Monday, August 18, 2008

Take this pink ribbon off my eyes...

It truly is amazing how people try to treat pregnant women as if they are china dolls who will break in the slightest wind.  As I've gotten bigger, people seem more and more concerned with my health and not wanting me to work too hard. I'm sure if I rode buses, people would be trying to give me their seats. Don't get me wrong, I appreciate the concern and respect that these things imply!  But I think there is an unspoken rule in our society that pregnant women must be catered to at all moments.  We are told to rest as much as possible, demand foot rubs from our husbands every day as a "reward" of sorts from carrying their children, and turn up our noses when someone smokes within a 1-mile radius of our tender tummies.  I've gotten a vibe a number of times, especially from Brent's male (and often unmarried) friends, that they are shocked that he does not cater to me hand and foot.  The few times someone has actually said something, I usually respond, "I'm pregnant, not dead!"  I often had people tell me that I was a "trooper" for going out on the town with our friends, when everyone is having a grand time drinking and I'm double-fisting my Shirley Temple and water :)  It surprises people that I would rather go out and have the best time I can than play the "pregnancy card" and make us both stay home.  And that surprises me.
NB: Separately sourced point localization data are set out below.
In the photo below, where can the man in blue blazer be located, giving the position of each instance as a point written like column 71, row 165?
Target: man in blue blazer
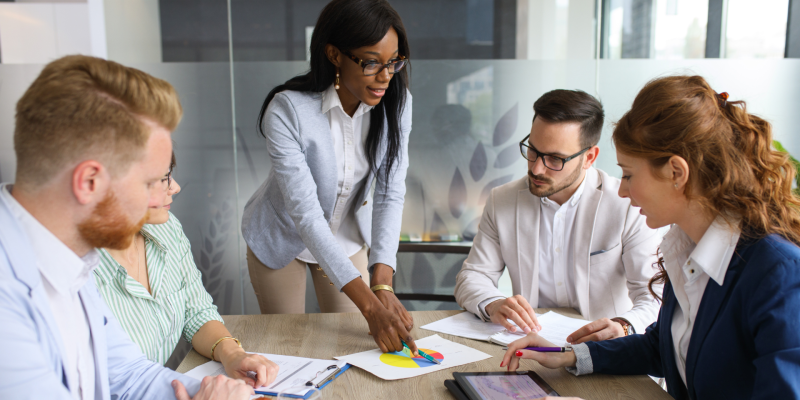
column 92, row 140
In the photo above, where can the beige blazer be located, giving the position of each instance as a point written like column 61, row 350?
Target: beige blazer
column 609, row 284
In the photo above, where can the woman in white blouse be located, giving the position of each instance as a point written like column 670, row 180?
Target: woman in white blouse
column 728, row 326
column 331, row 133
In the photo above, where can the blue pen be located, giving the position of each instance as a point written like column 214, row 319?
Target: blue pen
column 422, row 353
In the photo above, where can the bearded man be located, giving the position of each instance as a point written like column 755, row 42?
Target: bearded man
column 566, row 237
column 92, row 140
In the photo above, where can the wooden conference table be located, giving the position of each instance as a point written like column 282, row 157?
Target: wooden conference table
column 327, row 335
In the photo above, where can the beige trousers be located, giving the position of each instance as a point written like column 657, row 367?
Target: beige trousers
column 283, row 291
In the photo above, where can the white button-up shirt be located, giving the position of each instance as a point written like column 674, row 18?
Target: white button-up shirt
column 63, row 274
column 556, row 261
column 349, row 135
column 689, row 267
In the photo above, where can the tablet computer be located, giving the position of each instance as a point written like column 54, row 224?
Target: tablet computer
column 503, row 385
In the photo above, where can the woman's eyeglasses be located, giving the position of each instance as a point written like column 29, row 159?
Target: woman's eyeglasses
column 372, row 68
column 166, row 181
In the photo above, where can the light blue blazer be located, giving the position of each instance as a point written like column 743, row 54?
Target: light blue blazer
column 31, row 365
column 292, row 209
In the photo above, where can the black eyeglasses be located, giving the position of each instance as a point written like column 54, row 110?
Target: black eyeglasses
column 166, row 181
column 550, row 161
column 372, row 68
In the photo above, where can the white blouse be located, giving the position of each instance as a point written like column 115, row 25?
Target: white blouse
column 349, row 135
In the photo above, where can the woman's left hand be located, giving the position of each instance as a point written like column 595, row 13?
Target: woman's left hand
column 382, row 275
column 390, row 301
column 242, row 365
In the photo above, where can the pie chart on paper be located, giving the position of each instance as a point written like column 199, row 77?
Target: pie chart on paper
column 401, row 360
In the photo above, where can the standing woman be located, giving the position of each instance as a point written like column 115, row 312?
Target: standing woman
column 331, row 133
column 729, row 326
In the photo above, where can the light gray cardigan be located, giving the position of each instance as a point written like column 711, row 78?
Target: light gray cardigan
column 293, row 207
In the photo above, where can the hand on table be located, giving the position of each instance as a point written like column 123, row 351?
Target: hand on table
column 549, row 360
column 390, row 301
column 387, row 329
column 517, row 309
column 602, row 329
column 218, row 387
column 239, row 363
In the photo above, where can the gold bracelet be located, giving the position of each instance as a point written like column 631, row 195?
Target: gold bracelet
column 381, row 287
column 214, row 347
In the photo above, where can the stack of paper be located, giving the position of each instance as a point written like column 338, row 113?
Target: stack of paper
column 555, row 328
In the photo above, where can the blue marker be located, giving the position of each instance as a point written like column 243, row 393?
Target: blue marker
column 422, row 353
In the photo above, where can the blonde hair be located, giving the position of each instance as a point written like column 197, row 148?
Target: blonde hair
column 82, row 108
column 729, row 151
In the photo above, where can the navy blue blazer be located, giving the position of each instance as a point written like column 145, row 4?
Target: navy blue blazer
column 745, row 342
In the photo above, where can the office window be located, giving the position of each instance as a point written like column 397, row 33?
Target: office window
column 756, row 29
column 662, row 29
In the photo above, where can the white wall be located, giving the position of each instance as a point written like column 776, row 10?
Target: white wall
column 133, row 31
column 555, row 29
column 34, row 33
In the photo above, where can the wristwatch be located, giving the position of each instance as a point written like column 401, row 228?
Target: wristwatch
column 626, row 326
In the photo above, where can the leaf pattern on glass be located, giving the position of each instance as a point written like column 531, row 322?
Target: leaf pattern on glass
column 422, row 275
column 438, row 225
column 506, row 127
column 507, row 157
column 493, row 184
column 478, row 162
column 471, row 230
column 458, row 194
column 212, row 265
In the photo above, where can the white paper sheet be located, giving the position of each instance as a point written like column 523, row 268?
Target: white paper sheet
column 393, row 366
column 293, row 372
column 555, row 328
column 465, row 325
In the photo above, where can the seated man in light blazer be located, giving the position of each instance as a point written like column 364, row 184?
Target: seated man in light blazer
column 565, row 236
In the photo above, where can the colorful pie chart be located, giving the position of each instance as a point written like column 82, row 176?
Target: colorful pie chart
column 397, row 359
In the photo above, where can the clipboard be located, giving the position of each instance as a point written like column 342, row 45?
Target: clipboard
column 319, row 382
column 294, row 372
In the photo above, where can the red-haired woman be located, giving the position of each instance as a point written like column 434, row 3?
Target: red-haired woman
column 729, row 325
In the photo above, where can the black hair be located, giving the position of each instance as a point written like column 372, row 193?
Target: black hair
column 573, row 106
column 348, row 25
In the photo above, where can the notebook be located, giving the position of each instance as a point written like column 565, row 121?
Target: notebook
column 294, row 372
column 555, row 328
Granted, I went through a phase early in my pregnancy when I wanted to be treated like a princess and adored by everyone for the miracle of life growing inside my belly.  Who wouldn't?  But I've come to realize that treating myself like an accident waiting to happen, or enjoying it when others treat me that way, does nothing to mature me as a woman.  Sure, there will probably come a time, not too long from now, when certain things simply harder for me to do, and I may need some extra help.  But a slower, less active final month or so doesn't mean that I am helpless now.  As the weeks have worn on, I've shifted from wanting to be treated as "special" to pushing myself to take on challenges, however small.  

And I'm aware that I've had a really easy pregnancy, so maybe this is all too easy for me to say.  But, I'm no longer sure that an easy pregnancy is the great blessing I've been saying it is, even though I'm incredibly grateful for it.  I might have learned more during these past 6 months had I been sick as a dog!  I've come to see more and more that the greatest blessings come in the most painful of wrappings -- which is just one of many reasons I am praying for the opportunity to have a natural childbirth come November.  I can't control what will happen, but I'm hopeful that I will have the chance to face one of the greatest challenges there is, and to experience the great blessing that I know lies in walking through that challenge with God.

This is all to say that while I think pregnant women should certainly take care of themselves, I also think that this attitude of catering to our every need really does us a disservice.  The very concept of having time to be catered to must be a fairly new one; certainly pioneer men couldn't be expected to be giving footrubs to their pregnant wives on the Oregon Trail.  When simple survival took everything a couple had, there was no time for putting feet up on the couch (and no couch to begin with!)  While we look back at those more "difficult" times as primitive, something not to be returned to, I wonder if our easy lives are really the great blessing they seem.  Are we exchanging great spiritual and emotional blessings for fleeting physical ones?